The principal and I discuss some of my points of contention (him, a little red faced and explanatory, me a little red faced but firm) with the video…he nods his head sagely and I leave with a little notebook full words and phrases that would have gotten me kicked out of my little private school… Later, I talk with my girl-friend who was in the “Growing-Up Girls” program. She is shocked by what I have relayed to her and says that the girls program was mainly about feelings and hormones and the basic changes. She said that the only mention of reproduction came when the narrator says that “male sperm can fertilize the female egg resulting in a baby”, but all helpful tips (and full color diagrams) on how this is actually unfolds are left to the viewers imagination and the parents discretion (imagine that).
I came home and relayed all the info to my husband. After going over my notes, he asked simply…”Gee, if this isn’t sex ed, what’s next…handing out copies of the Kama Sutra?” I have since spoken again with the principal and have most vehemently not given my PERMISSION for our son to view this program.
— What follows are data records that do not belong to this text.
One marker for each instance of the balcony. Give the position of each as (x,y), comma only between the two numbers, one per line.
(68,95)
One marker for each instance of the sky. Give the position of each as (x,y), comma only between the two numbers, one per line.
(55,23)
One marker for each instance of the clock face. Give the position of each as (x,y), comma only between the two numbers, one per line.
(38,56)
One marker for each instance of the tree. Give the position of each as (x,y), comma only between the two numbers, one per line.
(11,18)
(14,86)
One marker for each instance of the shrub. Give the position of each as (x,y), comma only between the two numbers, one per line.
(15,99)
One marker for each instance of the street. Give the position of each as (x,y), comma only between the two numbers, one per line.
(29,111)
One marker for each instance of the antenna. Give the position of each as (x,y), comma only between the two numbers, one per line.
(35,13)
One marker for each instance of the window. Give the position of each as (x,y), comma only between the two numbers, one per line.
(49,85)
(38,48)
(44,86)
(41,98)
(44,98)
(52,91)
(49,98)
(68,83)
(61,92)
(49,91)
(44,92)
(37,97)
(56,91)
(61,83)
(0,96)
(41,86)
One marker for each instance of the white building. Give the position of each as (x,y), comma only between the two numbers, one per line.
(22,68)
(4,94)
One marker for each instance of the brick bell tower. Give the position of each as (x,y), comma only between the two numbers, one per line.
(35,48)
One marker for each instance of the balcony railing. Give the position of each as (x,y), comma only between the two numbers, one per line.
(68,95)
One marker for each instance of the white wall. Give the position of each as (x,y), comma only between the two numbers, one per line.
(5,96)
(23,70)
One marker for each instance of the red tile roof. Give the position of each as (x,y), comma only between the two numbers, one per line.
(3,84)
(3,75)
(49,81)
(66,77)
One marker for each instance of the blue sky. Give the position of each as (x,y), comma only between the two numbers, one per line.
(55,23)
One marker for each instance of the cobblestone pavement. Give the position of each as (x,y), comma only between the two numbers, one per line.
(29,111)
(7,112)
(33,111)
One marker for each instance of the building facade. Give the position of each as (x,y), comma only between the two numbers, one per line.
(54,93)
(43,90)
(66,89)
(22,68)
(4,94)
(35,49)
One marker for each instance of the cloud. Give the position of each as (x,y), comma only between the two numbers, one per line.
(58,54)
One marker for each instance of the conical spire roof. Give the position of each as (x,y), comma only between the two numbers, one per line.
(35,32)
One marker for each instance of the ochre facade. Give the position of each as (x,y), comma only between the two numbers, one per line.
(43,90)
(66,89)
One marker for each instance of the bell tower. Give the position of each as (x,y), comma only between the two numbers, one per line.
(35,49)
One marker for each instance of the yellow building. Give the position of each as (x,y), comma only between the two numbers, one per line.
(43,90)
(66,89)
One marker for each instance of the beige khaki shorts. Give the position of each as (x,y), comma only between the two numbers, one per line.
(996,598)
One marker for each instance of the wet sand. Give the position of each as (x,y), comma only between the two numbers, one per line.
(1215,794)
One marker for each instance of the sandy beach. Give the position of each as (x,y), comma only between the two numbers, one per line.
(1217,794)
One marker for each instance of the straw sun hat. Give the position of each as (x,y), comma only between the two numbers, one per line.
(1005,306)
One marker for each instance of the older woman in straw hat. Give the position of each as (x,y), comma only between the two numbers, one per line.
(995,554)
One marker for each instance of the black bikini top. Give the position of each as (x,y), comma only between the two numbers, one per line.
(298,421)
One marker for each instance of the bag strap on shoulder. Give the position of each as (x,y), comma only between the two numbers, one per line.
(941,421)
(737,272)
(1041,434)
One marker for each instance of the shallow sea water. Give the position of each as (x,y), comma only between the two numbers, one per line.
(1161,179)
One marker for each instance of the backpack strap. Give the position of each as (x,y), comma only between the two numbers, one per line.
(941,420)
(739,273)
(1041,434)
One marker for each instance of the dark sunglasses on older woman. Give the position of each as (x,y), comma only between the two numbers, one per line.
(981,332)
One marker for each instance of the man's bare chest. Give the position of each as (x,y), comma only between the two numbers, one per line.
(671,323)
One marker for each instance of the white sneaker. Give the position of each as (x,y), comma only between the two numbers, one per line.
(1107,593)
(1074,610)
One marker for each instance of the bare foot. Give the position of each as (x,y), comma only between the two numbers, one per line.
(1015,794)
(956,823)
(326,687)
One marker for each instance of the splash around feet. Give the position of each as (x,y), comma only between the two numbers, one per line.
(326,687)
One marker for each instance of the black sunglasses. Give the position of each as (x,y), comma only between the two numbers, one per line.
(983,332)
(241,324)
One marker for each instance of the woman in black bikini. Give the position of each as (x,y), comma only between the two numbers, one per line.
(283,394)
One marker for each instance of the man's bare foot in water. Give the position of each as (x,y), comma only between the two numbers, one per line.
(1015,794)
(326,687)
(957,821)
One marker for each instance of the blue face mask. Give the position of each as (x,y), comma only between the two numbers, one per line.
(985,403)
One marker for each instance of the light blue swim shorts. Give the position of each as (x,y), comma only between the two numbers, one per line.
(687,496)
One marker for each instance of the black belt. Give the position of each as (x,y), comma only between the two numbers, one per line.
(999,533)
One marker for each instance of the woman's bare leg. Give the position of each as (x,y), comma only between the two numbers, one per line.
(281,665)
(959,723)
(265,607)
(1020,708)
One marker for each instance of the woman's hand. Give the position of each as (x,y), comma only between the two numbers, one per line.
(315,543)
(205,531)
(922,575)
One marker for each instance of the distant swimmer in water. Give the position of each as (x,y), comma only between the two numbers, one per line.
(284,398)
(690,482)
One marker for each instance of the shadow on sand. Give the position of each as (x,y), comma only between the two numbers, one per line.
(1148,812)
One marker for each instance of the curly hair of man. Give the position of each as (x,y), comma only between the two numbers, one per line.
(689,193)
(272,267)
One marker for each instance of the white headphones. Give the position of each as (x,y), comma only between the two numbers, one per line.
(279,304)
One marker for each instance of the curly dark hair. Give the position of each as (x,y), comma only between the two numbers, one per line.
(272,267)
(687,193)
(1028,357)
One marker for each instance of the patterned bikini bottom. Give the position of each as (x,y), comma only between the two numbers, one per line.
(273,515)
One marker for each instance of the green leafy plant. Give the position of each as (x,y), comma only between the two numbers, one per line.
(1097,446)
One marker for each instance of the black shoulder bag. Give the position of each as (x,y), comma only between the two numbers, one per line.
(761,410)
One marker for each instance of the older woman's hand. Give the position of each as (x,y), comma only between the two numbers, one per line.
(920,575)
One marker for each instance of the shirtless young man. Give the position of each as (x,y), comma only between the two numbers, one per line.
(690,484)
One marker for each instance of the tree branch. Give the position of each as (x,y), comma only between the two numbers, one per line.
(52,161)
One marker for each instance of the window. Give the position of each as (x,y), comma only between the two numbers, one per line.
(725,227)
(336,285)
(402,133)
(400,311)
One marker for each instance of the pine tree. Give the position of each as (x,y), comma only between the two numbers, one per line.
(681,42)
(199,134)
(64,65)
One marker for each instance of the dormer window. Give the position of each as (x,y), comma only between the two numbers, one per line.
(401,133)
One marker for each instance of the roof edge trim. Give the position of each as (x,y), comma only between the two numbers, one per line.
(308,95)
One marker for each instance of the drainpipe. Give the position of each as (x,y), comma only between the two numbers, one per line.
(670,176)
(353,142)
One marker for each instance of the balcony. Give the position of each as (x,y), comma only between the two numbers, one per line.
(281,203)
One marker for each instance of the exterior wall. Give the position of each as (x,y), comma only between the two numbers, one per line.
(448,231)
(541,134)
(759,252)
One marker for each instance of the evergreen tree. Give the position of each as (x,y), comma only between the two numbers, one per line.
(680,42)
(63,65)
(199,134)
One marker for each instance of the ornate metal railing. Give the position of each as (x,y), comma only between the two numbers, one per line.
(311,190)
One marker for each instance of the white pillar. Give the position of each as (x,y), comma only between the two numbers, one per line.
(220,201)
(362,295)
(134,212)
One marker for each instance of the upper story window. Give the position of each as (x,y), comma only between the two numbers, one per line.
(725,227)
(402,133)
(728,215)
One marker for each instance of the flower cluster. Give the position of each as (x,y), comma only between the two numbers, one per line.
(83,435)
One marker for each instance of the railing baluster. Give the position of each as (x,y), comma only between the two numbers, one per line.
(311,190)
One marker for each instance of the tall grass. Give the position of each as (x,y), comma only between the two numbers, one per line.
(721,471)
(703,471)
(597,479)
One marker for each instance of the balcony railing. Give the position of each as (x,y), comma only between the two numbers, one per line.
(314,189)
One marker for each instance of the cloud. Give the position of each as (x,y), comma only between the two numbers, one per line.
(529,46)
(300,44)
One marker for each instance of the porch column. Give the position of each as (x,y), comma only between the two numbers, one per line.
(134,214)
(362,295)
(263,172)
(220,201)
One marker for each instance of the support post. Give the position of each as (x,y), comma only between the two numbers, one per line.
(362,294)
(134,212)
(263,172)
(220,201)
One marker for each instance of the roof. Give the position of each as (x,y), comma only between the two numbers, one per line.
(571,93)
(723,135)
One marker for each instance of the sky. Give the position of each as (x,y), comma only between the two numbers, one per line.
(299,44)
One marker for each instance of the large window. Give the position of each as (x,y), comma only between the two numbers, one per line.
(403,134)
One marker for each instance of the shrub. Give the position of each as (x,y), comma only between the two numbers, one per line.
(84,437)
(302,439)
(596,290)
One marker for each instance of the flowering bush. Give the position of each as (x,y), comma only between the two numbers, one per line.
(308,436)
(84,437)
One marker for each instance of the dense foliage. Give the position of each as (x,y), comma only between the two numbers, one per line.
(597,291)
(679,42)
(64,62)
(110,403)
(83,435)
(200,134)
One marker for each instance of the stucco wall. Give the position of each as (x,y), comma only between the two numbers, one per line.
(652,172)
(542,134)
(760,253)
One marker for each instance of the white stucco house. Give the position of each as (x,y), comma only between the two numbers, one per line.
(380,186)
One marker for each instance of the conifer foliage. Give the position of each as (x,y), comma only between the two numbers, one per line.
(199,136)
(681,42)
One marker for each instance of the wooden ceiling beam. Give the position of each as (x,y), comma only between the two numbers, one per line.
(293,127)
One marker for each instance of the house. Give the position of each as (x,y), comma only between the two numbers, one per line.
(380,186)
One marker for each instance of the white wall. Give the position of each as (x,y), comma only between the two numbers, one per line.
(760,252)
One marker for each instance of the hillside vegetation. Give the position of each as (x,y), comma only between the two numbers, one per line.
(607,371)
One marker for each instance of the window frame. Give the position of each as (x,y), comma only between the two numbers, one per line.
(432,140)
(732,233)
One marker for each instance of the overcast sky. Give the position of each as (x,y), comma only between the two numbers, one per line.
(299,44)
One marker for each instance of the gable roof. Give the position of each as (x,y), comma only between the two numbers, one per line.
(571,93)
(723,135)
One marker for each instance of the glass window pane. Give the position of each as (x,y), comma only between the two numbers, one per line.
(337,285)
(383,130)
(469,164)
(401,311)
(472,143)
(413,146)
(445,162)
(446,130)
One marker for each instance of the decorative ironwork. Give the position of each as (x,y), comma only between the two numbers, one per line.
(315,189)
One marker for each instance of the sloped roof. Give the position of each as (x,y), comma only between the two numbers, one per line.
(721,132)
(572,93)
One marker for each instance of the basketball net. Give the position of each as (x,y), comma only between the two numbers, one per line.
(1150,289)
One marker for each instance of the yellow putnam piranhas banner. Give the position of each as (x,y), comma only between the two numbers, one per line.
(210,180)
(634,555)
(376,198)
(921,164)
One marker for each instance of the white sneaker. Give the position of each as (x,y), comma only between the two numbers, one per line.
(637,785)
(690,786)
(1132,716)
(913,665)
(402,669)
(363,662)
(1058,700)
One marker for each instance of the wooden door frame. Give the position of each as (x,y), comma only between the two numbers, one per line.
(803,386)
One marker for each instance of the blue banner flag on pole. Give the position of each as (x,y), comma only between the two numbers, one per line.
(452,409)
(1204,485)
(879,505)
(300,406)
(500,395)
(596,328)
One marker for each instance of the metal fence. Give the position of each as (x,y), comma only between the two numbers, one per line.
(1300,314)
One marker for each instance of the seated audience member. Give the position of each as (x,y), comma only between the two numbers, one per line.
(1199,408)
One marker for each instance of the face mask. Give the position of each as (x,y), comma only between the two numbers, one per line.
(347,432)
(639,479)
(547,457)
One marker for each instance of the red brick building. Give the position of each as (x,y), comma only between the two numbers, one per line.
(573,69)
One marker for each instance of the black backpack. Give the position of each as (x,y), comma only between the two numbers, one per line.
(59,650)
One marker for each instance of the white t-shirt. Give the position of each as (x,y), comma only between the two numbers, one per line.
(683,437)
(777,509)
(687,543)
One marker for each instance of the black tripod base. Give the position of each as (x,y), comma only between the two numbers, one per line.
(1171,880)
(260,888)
He said he understands and that after viewing the program again (with a lone woman in the room) he thinks he will amend next year’s letter to the parents letting them know that the “Growing-Up Boys” program may have more sexual content in it than it’s female counterpart, and encourage parents to view this material before their sons see it….GEE…WHAT A NOVEL IDEA!
Well, I’m off to the library now…I’m pretty sure I have a full day of more colored diagrams and note taking in my future.